本州製紙工場事件
本州製紙江戸川工場の悪水放流により被害を受けた浦安の漁民が同工場に乱入して起きた大乱闘事件です。
昭和33年4月7日、旧江戸川の水が本州製紙江戸川工場からの排水で黒く濁り、浦安沿岸から葛西沖にかけて海水が変色、魚介類の大量死滅が見られました。
驚いた漁民たちは直ちに会社側との折衝や関係官庁への取り締まり陳情を開始。しかし、問題解決のきざしはなく、被害は広がり続けました。
業を煮やした漁民代表800人は6月10日、国会と都庁に陳情を行い、帰路、工場に向かいましたが、工場側は面会に応じないばかりか、監督官庁から出されている中止勧告を無視して操業を続行。

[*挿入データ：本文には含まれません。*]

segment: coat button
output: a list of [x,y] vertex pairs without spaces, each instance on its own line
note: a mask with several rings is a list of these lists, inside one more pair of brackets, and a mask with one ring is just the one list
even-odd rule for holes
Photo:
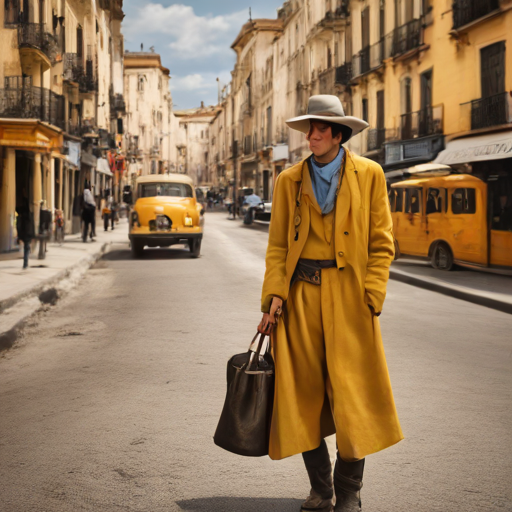
[[345,235],[348,235],[348,231],[345,231],[345,233],[344,233],[344,234],[345,234]]
[[338,253],[338,256],[343,256],[343,254],[344,254],[344,252],[343,252],[343,251],[340,251],[340,252]]
[[345,267],[340,267],[340,270],[345,270]]

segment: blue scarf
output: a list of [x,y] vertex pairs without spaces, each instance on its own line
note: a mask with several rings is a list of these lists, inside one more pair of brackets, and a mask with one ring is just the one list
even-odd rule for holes
[[311,157],[311,168],[313,169],[311,183],[313,184],[313,191],[323,215],[330,213],[334,208],[338,178],[344,154],[345,150],[340,147],[338,156],[323,167],[317,164],[315,157]]

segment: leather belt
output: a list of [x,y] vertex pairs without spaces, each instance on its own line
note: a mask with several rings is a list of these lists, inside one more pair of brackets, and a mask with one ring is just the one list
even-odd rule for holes
[[295,281],[304,281],[306,283],[320,285],[322,284],[322,269],[336,267],[336,260],[309,260],[301,258],[295,267],[290,286],[292,286]]

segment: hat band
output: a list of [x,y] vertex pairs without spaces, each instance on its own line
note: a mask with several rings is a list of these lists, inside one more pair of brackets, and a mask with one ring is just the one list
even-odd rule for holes
[[345,117],[343,114],[335,114],[333,112],[308,112],[310,116],[324,116],[324,117]]

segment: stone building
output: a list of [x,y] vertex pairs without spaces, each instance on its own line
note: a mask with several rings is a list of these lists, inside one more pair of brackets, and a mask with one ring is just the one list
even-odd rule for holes
[[112,187],[107,156],[121,153],[123,101],[117,87],[111,108],[110,85],[122,18],[122,0],[6,0],[0,8],[0,251],[18,249],[17,206],[28,202],[36,231],[41,207],[62,209],[71,232],[85,183],[97,197]]
[[138,175],[175,171],[177,126],[169,80],[159,54],[125,52],[125,145],[132,180]]
[[[175,110],[177,136],[177,170],[188,174],[197,186],[212,187],[216,178],[210,162],[211,125],[219,107]],[[215,142],[216,143],[216,142]]]

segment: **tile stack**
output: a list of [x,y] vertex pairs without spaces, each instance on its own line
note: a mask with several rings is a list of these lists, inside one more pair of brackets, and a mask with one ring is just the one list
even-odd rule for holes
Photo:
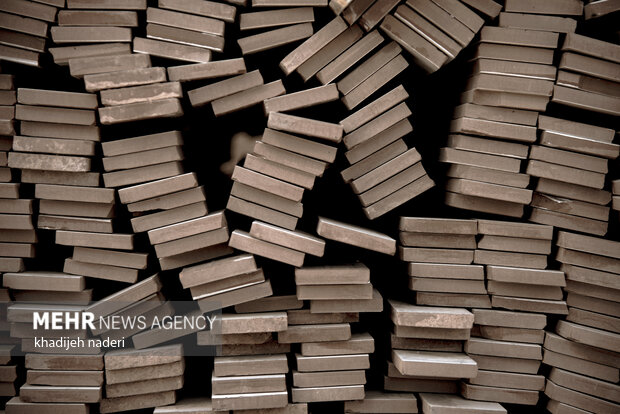
[[371,220],[434,186],[418,151],[403,140],[412,131],[408,97],[399,85],[340,121],[351,164],[341,175]]
[[323,239],[260,221],[252,222],[249,233],[233,231],[228,245],[295,267],[303,265],[306,254],[322,257],[325,251]]
[[345,401],[346,413],[412,413],[418,412],[415,395],[403,392],[366,391],[363,400]]
[[[3,317],[6,320],[6,315]],[[8,332],[3,332],[3,341],[8,338]],[[15,345],[0,344],[0,399],[6,401],[8,397],[14,397],[16,387],[19,386],[17,380],[17,361],[13,359]]]
[[[272,338],[274,332],[286,330],[286,312],[223,314],[219,328],[221,337],[215,339],[226,343],[222,344],[222,349],[235,349],[229,341],[246,346],[236,348],[237,352],[227,352],[237,355],[215,357],[211,378],[213,409],[285,407],[288,404],[288,362],[284,353],[290,348],[279,346]],[[205,335],[201,337],[201,334]],[[211,342],[214,338],[209,334],[209,331],[199,332],[198,344],[217,345]]]
[[145,9],[144,0],[67,0],[58,25],[50,30],[54,60],[128,53],[138,12]]
[[[312,7],[243,13],[239,15],[239,30],[243,37],[237,39],[237,43],[243,55],[263,52],[312,36],[314,33],[312,22],[314,22]],[[259,31],[259,29],[270,30]],[[252,34],[246,36],[248,31]]]
[[620,115],[620,45],[571,33],[562,45],[552,102]]
[[107,352],[104,356],[106,397],[101,401],[100,412],[174,404],[175,391],[183,387],[184,361],[180,344]]
[[[165,302],[160,292],[161,288],[159,275],[155,274],[90,304],[85,310],[95,315],[95,321],[102,321],[95,323],[95,329],[91,330],[92,335],[101,340],[108,338],[110,341],[123,340],[123,344],[133,343],[134,348],[140,348],[144,342],[143,338],[148,335],[146,332],[140,335],[144,330],[141,325],[113,328],[111,321],[130,317],[143,318],[144,326],[148,327],[156,318],[162,320],[166,316],[173,315],[174,308],[169,302]],[[103,321],[106,321],[109,327]]]
[[[32,223],[33,200],[20,198],[8,158],[15,135],[16,94],[12,75],[0,74],[0,272],[24,270],[24,259],[34,257],[37,235]],[[18,138],[18,141],[21,138]]]
[[474,263],[486,265],[494,308],[566,315],[564,273],[547,268],[553,227],[478,220]]
[[543,363],[552,367],[547,409],[618,411],[620,243],[560,231],[557,246],[569,308],[545,336]]
[[102,399],[102,354],[26,354],[26,369],[26,384],[7,402],[8,412],[88,412]]
[[476,361],[463,353],[474,324],[471,312],[389,303],[394,331],[386,390],[456,394],[459,379],[476,377]]
[[182,144],[181,134],[169,131],[102,145],[104,182],[123,187],[118,196],[134,215],[131,227],[147,232],[163,270],[227,252],[226,218],[208,214],[196,174],[183,173]]
[[608,160],[620,155],[615,131],[540,115],[540,145],[532,146],[527,171],[539,177],[530,221],[603,236],[611,194]]
[[536,405],[545,386],[545,377],[537,373],[546,315],[496,309],[473,313],[476,325],[465,352],[478,364],[478,375],[461,383],[461,395],[476,401]]
[[[569,33],[562,51],[552,101],[617,115],[613,108],[620,101],[613,91],[620,82],[615,74],[620,46]],[[540,177],[530,220],[605,235],[610,201],[607,160],[620,155],[620,146],[613,143],[614,129],[542,115],[538,129],[540,146],[532,147],[528,165],[528,171]]]
[[184,62],[206,63],[224,51],[226,23],[236,8],[215,2],[159,1],[146,9],[146,38],[134,37],[133,51]]
[[[383,20],[381,30],[409,52],[425,71],[433,73],[454,59],[482,28],[484,20],[467,7],[469,3],[409,0]],[[493,1],[486,3],[484,11],[492,18],[497,17],[501,5]],[[364,23],[361,24],[366,29]]]
[[[224,65],[222,62],[227,63]],[[210,104],[215,116],[240,111],[286,93],[280,79],[265,83],[258,69],[246,72],[243,59],[211,62],[210,65],[200,67],[196,65],[195,68],[196,74],[182,74],[181,80],[227,77],[187,91],[192,106],[201,107]]]
[[336,159],[336,147],[314,139],[339,142],[342,127],[280,112],[269,112],[267,126],[243,167],[235,167],[226,208],[294,230],[303,215],[304,191]]
[[272,295],[254,256],[242,254],[185,267],[179,274],[184,288],[203,312],[224,309]]
[[65,0],[8,0],[0,4],[0,60],[40,66],[48,26]]
[[[375,350],[368,333],[351,333],[351,322],[376,293],[370,270],[363,264],[295,269],[297,299],[309,300],[309,310],[289,311],[289,326],[278,342],[300,344],[293,371],[294,402],[347,401],[364,398],[369,354]],[[326,305],[325,305],[325,304]],[[350,304],[343,311],[315,313],[315,305]],[[356,306],[357,304],[357,306]],[[362,305],[362,306],[360,306]]]
[[474,73],[450,126],[453,135],[440,152],[440,161],[449,164],[446,204],[523,216],[532,191],[521,160],[537,139],[538,112],[553,93],[559,33],[575,31],[575,20],[557,16],[574,14],[573,3],[581,5],[569,3],[509,2],[499,27],[482,29]]
[[484,268],[472,264],[476,220],[401,217],[400,258],[418,305],[490,308]]
[[583,6],[583,15],[586,20],[597,19],[620,10],[620,5],[613,0],[588,0]]
[[422,413],[442,414],[458,410],[461,414],[507,414],[506,409],[494,402],[466,400],[453,394],[420,394]]

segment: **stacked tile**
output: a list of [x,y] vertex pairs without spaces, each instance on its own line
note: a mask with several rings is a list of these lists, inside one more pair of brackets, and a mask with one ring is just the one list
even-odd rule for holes
[[527,168],[539,177],[529,220],[605,235],[611,201],[607,164],[620,155],[620,145],[611,142],[615,131],[543,115],[538,129],[540,145],[532,146]]
[[[397,4],[398,1],[392,3]],[[420,67],[433,73],[454,59],[482,28],[484,20],[467,7],[468,3],[458,0],[408,0],[383,20],[381,29],[409,52]],[[501,6],[493,1],[487,3],[490,13],[496,17]],[[380,7],[379,4],[373,6]],[[360,19],[365,29],[368,21],[375,22],[373,18],[365,19],[373,8]]]
[[[314,33],[312,22],[312,7],[243,13],[239,15],[239,30],[251,30],[253,34],[237,39],[237,43],[243,55],[263,52],[309,38]],[[258,31],[259,29],[269,30]]]
[[541,313],[474,309],[474,330],[465,352],[478,375],[461,383],[469,400],[536,405],[545,377],[537,375],[547,317]]
[[341,175],[371,220],[434,186],[418,151],[403,140],[412,131],[408,97],[399,85],[340,121],[351,164]]
[[547,332],[543,363],[550,412],[620,409],[620,243],[560,231],[556,259],[566,272],[568,316]]
[[101,413],[174,404],[175,391],[183,388],[185,357],[180,344],[109,351],[104,365],[106,397]]
[[611,208],[620,211],[620,180],[614,180],[611,184],[612,203]]
[[[245,352],[240,350],[235,356],[215,357],[211,378],[213,409],[225,411],[286,407],[288,362],[282,352],[286,352],[288,347],[265,345],[271,342],[274,332],[286,330],[286,312],[223,314],[219,328],[222,338],[218,339],[221,342],[254,342],[256,349],[250,352],[247,352],[248,349]],[[201,338],[201,333],[198,336],[199,344],[210,339]]]
[[39,66],[47,28],[65,0],[7,0],[0,4],[0,61]]
[[133,39],[134,52],[206,63],[212,52],[224,51],[225,25],[235,20],[234,6],[174,0],[161,0],[158,6],[146,9],[146,38]]
[[552,102],[620,115],[620,45],[586,36],[566,36]]
[[[280,104],[288,106],[287,101]],[[267,109],[277,103],[265,105]],[[304,191],[312,189],[315,179],[336,159],[336,147],[314,139],[337,143],[342,127],[281,112],[269,112],[267,122],[262,139],[246,156],[243,167],[236,166],[233,171],[226,208],[294,230],[303,215]]]
[[0,272],[24,270],[24,259],[34,257],[37,236],[32,224],[32,200],[20,198],[20,184],[12,183],[8,167],[15,129],[16,96],[13,76],[0,74]]
[[[512,1],[500,27],[485,27],[474,56],[474,73],[454,113],[448,147],[446,204],[474,211],[522,217],[532,200],[521,160],[536,141],[537,112],[553,92],[554,50],[559,33],[574,32],[581,2]],[[526,14],[532,13],[532,14]],[[542,14],[539,14],[542,13]]]
[[583,15],[586,20],[597,19],[620,10],[620,4],[614,0],[588,0],[583,6]]
[[325,241],[310,234],[253,221],[250,232],[235,230],[228,245],[237,250],[301,267],[306,254],[322,257]]
[[417,306],[389,300],[394,331],[384,388],[458,393],[458,380],[475,378],[476,361],[463,353],[474,315],[463,308]]
[[26,354],[26,369],[26,384],[7,412],[88,412],[102,399],[102,354]]
[[[220,62],[228,63],[221,65]],[[209,73],[200,75],[201,79],[237,75],[187,92],[192,106],[211,104],[215,116],[240,111],[286,93],[280,79],[266,84],[258,69],[246,73],[243,59],[211,62],[211,68],[207,66],[203,65]]]
[[[360,312],[377,312],[377,293],[363,264],[295,269],[297,299],[309,310],[289,311],[289,326],[278,342],[300,344],[293,371],[294,402],[350,401],[364,398],[369,354],[368,333],[351,333]],[[373,298],[375,298],[373,300]],[[382,300],[381,300],[382,302]],[[340,309],[331,309],[331,308]],[[370,306],[369,306],[370,305]],[[317,309],[329,313],[315,313]],[[374,309],[373,309],[374,308]]]
[[476,220],[401,217],[400,258],[418,305],[490,308],[484,268],[472,264]]
[[345,401],[346,413],[412,413],[418,412],[418,401],[411,393],[366,391],[363,400]]
[[271,282],[265,280],[254,256],[241,254],[185,267],[181,285],[190,289],[203,312],[271,296]]

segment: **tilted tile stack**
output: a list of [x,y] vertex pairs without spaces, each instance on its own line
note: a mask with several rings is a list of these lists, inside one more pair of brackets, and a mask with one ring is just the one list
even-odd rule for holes
[[[617,116],[619,70],[620,46],[569,33],[562,43],[552,102]],[[613,121],[593,125],[539,116],[540,146],[532,147],[528,164],[528,172],[540,177],[531,221],[598,236],[607,233],[608,160],[618,158],[620,146],[613,143],[614,129],[605,126],[613,128]]]
[[65,0],[7,0],[0,5],[0,60],[41,65],[50,23]]

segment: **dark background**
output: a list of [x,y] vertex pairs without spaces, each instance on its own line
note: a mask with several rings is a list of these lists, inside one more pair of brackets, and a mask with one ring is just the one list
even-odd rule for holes
[[[156,2],[149,0],[150,5],[156,6],[156,4],[151,3]],[[333,13],[329,8],[314,8],[314,11],[316,19],[314,27],[316,32],[333,18]],[[239,14],[242,12],[244,12],[244,10],[238,8],[237,13]],[[143,13],[140,16],[140,21],[145,22]],[[617,42],[618,29],[620,28],[617,23],[618,14],[590,22],[580,21],[577,33]],[[495,25],[497,23],[495,22],[492,24]],[[142,25],[142,27],[135,30],[135,35],[145,36],[144,30],[145,27]],[[226,31],[225,53],[214,53],[214,60],[241,56],[236,39],[255,33],[239,33],[236,24],[227,24]],[[562,38],[563,37],[560,38],[560,42]],[[278,67],[282,58],[299,43],[300,42],[297,42],[272,51],[246,56],[247,71],[260,69],[265,83],[282,79],[288,93],[320,86],[320,83],[314,78],[304,84],[301,78],[295,73],[288,77],[284,77]],[[409,58],[407,52],[403,52],[403,55],[410,62],[409,68],[402,72],[395,80],[392,80],[381,88],[370,100],[356,108],[356,110],[361,108],[368,102],[402,83],[410,95],[407,104],[413,112],[410,118],[413,125],[413,132],[409,134],[405,140],[409,147],[416,147],[420,152],[425,169],[430,177],[435,180],[437,185],[433,189],[405,203],[390,213],[370,221],[364,216],[357,197],[340,177],[340,171],[348,166],[348,162],[344,157],[343,146],[341,145],[336,162],[327,170],[322,178],[316,180],[314,189],[306,191],[305,193],[303,200],[304,216],[299,221],[299,230],[315,234],[317,217],[325,216],[378,230],[398,239],[398,220],[400,216],[514,220],[506,217],[454,209],[443,204],[444,191],[442,189],[442,181],[444,180],[444,168],[437,162],[439,148],[445,145],[448,136],[449,121],[452,117],[452,110],[458,105],[459,94],[464,89],[465,82],[471,72],[468,59],[475,49],[476,43],[477,38],[468,48],[461,52],[457,59],[432,75],[428,75],[416,67]],[[556,53],[556,59],[558,60],[559,55],[560,53]],[[152,57],[152,62],[153,66],[175,66],[182,64],[180,62],[156,57]],[[10,63],[3,63],[2,67],[4,73],[16,75],[17,87],[76,92],[84,91],[83,82],[72,78],[68,73],[67,67],[54,65],[50,56],[45,57],[43,69],[24,67]],[[204,86],[211,82],[212,81],[188,82],[183,85],[183,89],[187,92],[188,90]],[[185,115],[182,118],[103,126],[101,128],[102,140],[123,139],[173,129],[182,131],[185,141],[185,171],[196,172],[198,174],[200,183],[205,187],[207,205],[211,212],[224,209],[232,186],[232,181],[229,177],[220,172],[220,165],[230,158],[230,139],[235,133],[245,131],[252,136],[259,136],[262,134],[266,126],[266,118],[262,106],[255,106],[216,118],[213,115],[210,105],[193,108],[186,97],[183,99],[183,105]],[[336,101],[318,107],[296,111],[294,114],[337,123],[349,113],[343,104]],[[553,103],[549,104],[546,114],[606,126],[616,130],[618,129],[617,118],[574,110]],[[102,171],[100,165],[101,154],[98,155],[99,156],[95,157],[93,160],[93,169],[95,171]],[[525,164],[524,162],[524,167]],[[610,163],[609,179],[620,177],[618,166],[618,160]],[[532,178],[532,183],[534,182],[535,179]],[[24,195],[30,197],[34,195],[32,186],[24,185],[23,188],[26,191]],[[130,217],[120,203],[118,207],[116,230],[119,232],[131,233],[131,227],[129,226]],[[526,212],[526,218],[528,214],[529,212]],[[620,240],[618,216],[617,211],[612,211],[610,231],[607,237],[613,240]],[[230,231],[234,229],[249,230],[251,219],[232,212],[227,212],[227,219]],[[28,263],[29,270],[62,270],[64,259],[71,256],[71,249],[55,245],[53,240],[52,231],[39,231],[37,259]],[[152,251],[144,234],[138,235],[137,246],[137,250]],[[155,255],[152,254],[152,256],[154,257]],[[553,256],[554,254],[550,257]],[[265,270],[266,276],[271,279],[274,294],[295,293],[293,268],[260,257],[257,257],[257,261]],[[334,265],[355,261],[362,261],[370,267],[372,283],[380,290],[384,298],[399,298],[410,303],[415,302],[415,294],[407,287],[408,277],[406,276],[405,264],[401,262],[397,256],[389,257],[336,242],[328,242],[325,256],[323,258],[307,256],[305,265]],[[552,260],[550,260],[549,267],[556,268]],[[154,262],[149,272],[145,272],[144,276],[152,274],[157,270],[158,265]],[[178,270],[162,272],[161,276],[164,281],[166,296],[169,299],[191,300],[189,292],[182,289],[177,275]],[[96,298],[103,297],[124,287],[123,284],[120,283],[93,279],[90,279],[89,283],[91,287],[95,287]],[[553,327],[555,319],[554,317],[549,317],[550,322],[548,324],[548,329]],[[376,351],[371,355],[372,368],[367,372],[367,389],[382,389],[383,375],[387,369],[386,360],[389,358],[390,353],[389,332],[391,330],[391,322],[389,321],[389,314],[388,312],[383,312],[381,314],[363,314],[361,316],[361,323],[354,324],[354,329],[369,331],[375,338]],[[186,362],[185,387],[179,393],[180,396],[210,395],[211,358],[188,357]],[[290,366],[294,366],[293,361],[291,361]],[[544,366],[543,370],[545,370]],[[542,407],[544,407],[545,404],[546,398],[542,395],[539,410],[533,411],[533,409],[529,407],[510,407],[510,412],[543,412],[544,409]],[[315,407],[313,412],[331,412],[333,409],[341,411],[342,404],[313,404],[313,407]],[[146,412],[149,411],[150,410],[146,410]]]

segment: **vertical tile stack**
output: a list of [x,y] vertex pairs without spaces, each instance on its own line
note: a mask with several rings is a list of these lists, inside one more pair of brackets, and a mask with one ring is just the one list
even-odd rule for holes
[[[419,66],[433,73],[454,59],[484,24],[467,3],[409,0],[383,20],[381,29],[408,51]],[[497,17],[501,6],[493,1],[487,3],[485,10]]]
[[271,282],[256,266],[254,256],[242,254],[185,267],[179,274],[184,288],[203,312],[271,296]]
[[351,164],[341,175],[371,220],[434,186],[418,151],[403,140],[412,131],[408,97],[399,85],[340,121]]
[[[620,46],[569,33],[562,51],[552,101],[618,115]],[[530,220],[605,235],[607,163],[620,155],[620,146],[613,143],[614,129],[542,115],[538,129],[540,146],[532,147],[528,165],[528,172],[540,177]]]
[[56,21],[65,0],[7,0],[0,4],[0,60],[39,66],[48,25]]
[[404,392],[366,391],[363,400],[345,401],[346,413],[412,413],[418,412],[415,395]]
[[146,0],[67,0],[67,9],[58,13],[58,26],[50,30],[54,60],[126,53],[132,29],[138,27],[137,12],[145,9]]
[[27,379],[8,412],[89,412],[101,401],[103,355],[26,354]]
[[[261,6],[269,7],[271,5],[264,4]],[[243,13],[239,15],[239,30],[246,33],[252,31],[250,33],[253,34],[237,39],[237,43],[243,55],[263,52],[312,36],[314,33],[312,22],[314,22],[314,9],[312,7]],[[270,30],[256,32],[258,29]],[[246,33],[242,34],[245,35]]]
[[476,326],[465,352],[478,364],[478,375],[461,383],[461,395],[469,400],[536,405],[545,386],[545,377],[537,373],[546,315],[496,309],[473,313]]
[[325,241],[318,237],[260,221],[252,222],[249,233],[233,231],[228,245],[295,267],[303,265],[306,254],[322,257],[325,251]]
[[461,392],[472,400],[536,405],[545,384],[537,373],[546,314],[567,313],[564,273],[545,270],[553,227],[478,220],[478,233],[474,262],[486,266],[493,310],[474,310],[476,332],[465,352],[480,371]]
[[[313,313],[323,301],[354,303],[373,298],[370,270],[363,264],[295,269],[297,299],[310,300],[310,310],[289,311],[289,326],[278,334],[281,343],[300,344],[293,371],[294,402],[346,401],[364,398],[365,369],[375,350],[368,333],[351,333],[359,312]],[[371,310],[372,311],[372,310]]]
[[234,6],[215,2],[162,0],[146,9],[146,38],[133,39],[133,51],[185,62],[209,62],[224,51],[226,23],[235,21]]
[[611,183],[612,203],[611,208],[620,211],[620,180],[613,180]]
[[490,308],[484,268],[472,264],[476,220],[401,217],[400,258],[418,305]]
[[31,411],[55,410],[67,405],[87,411],[90,404],[101,401],[103,360],[100,348],[84,346],[76,352],[69,345],[70,340],[76,338],[85,340],[87,332],[47,330],[44,339],[54,343],[37,344],[35,337],[40,336],[40,331],[33,329],[32,324],[33,311],[83,310],[82,305],[92,296],[92,291],[85,289],[84,277],[45,271],[5,273],[3,285],[11,289],[17,301],[32,302],[11,305],[7,313],[11,336],[21,338],[27,369],[26,384],[21,386],[19,397],[7,404]]
[[609,220],[608,160],[620,155],[615,131],[540,115],[540,146],[527,171],[539,177],[530,221],[603,236]]
[[476,377],[476,361],[463,353],[474,324],[471,312],[389,302],[394,332],[386,390],[455,394],[459,379]]
[[[286,330],[286,312],[223,314],[220,328],[223,337],[218,339],[222,339],[222,342],[232,340],[248,345],[254,342],[256,349],[246,346],[246,349],[242,347],[237,349],[238,352],[233,352],[237,355],[215,357],[211,377],[213,409],[227,411],[286,407],[288,362],[284,352],[288,346],[281,347],[271,341],[274,332]],[[201,333],[199,344],[206,339],[206,335],[200,338]],[[226,336],[228,338],[224,339]]]
[[558,15],[580,14],[579,7],[581,2],[508,2],[500,27],[482,29],[474,76],[440,152],[440,161],[450,164],[446,204],[523,216],[532,191],[521,160],[537,139],[537,112],[545,111],[553,93],[558,35],[574,32],[577,23]]
[[[6,316],[3,317],[6,320]],[[8,332],[3,332],[3,336],[8,337]],[[15,345],[0,344],[0,398],[6,401],[9,397],[14,397],[17,383],[17,361],[13,360]]]
[[543,363],[552,367],[547,409],[620,409],[620,243],[560,231],[556,259],[566,272],[568,316],[547,332]]
[[262,139],[243,167],[233,171],[226,208],[294,230],[303,215],[304,191],[312,189],[315,179],[336,159],[336,147],[314,139],[339,142],[341,137],[339,125],[270,112]]
[[597,19],[620,10],[620,5],[613,0],[588,0],[583,6],[583,15],[586,20]]
[[32,223],[33,201],[20,198],[21,184],[13,183],[8,158],[15,135],[17,101],[12,75],[0,74],[0,272],[24,270],[34,257],[37,235]]
[[[185,357],[180,344],[149,349],[123,349],[104,355],[105,392],[101,413],[117,413],[174,404],[183,387]],[[171,375],[172,374],[172,375]]]

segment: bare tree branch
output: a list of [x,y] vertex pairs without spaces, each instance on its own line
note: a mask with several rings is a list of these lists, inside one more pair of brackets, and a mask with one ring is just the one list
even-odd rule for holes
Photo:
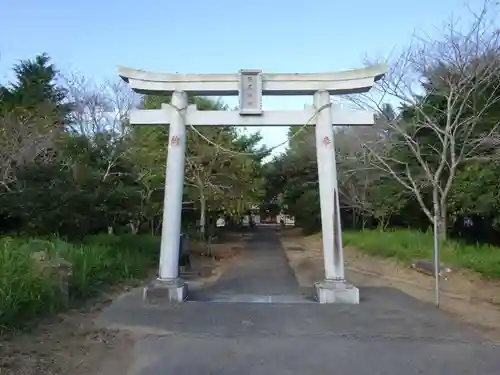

このため漁民はついに工場内に乱入し、工場側の要請した機動隊と衝突。漁民から重軽傷者105人、逮捕者8人、そのほか負傷者36人を出す大乱闘事件に発展しました。
これをきっかけに、政府は、同年12月「公共水域の水質の保全に関する法律」と「工場排水等の規則に関する法律」(「水質二法」と呼ぶ)を公布。
この事件は、戦後の経済一辺倒の行政に対する警鐘と反省の口火となりました。
しかし、浦安の漁民たちの漁業の先行きに対する不安はその後も強まるばかりとなり、昭和30年代後半、ついに漁民たちは海面埋め立てを受け入れることになりました。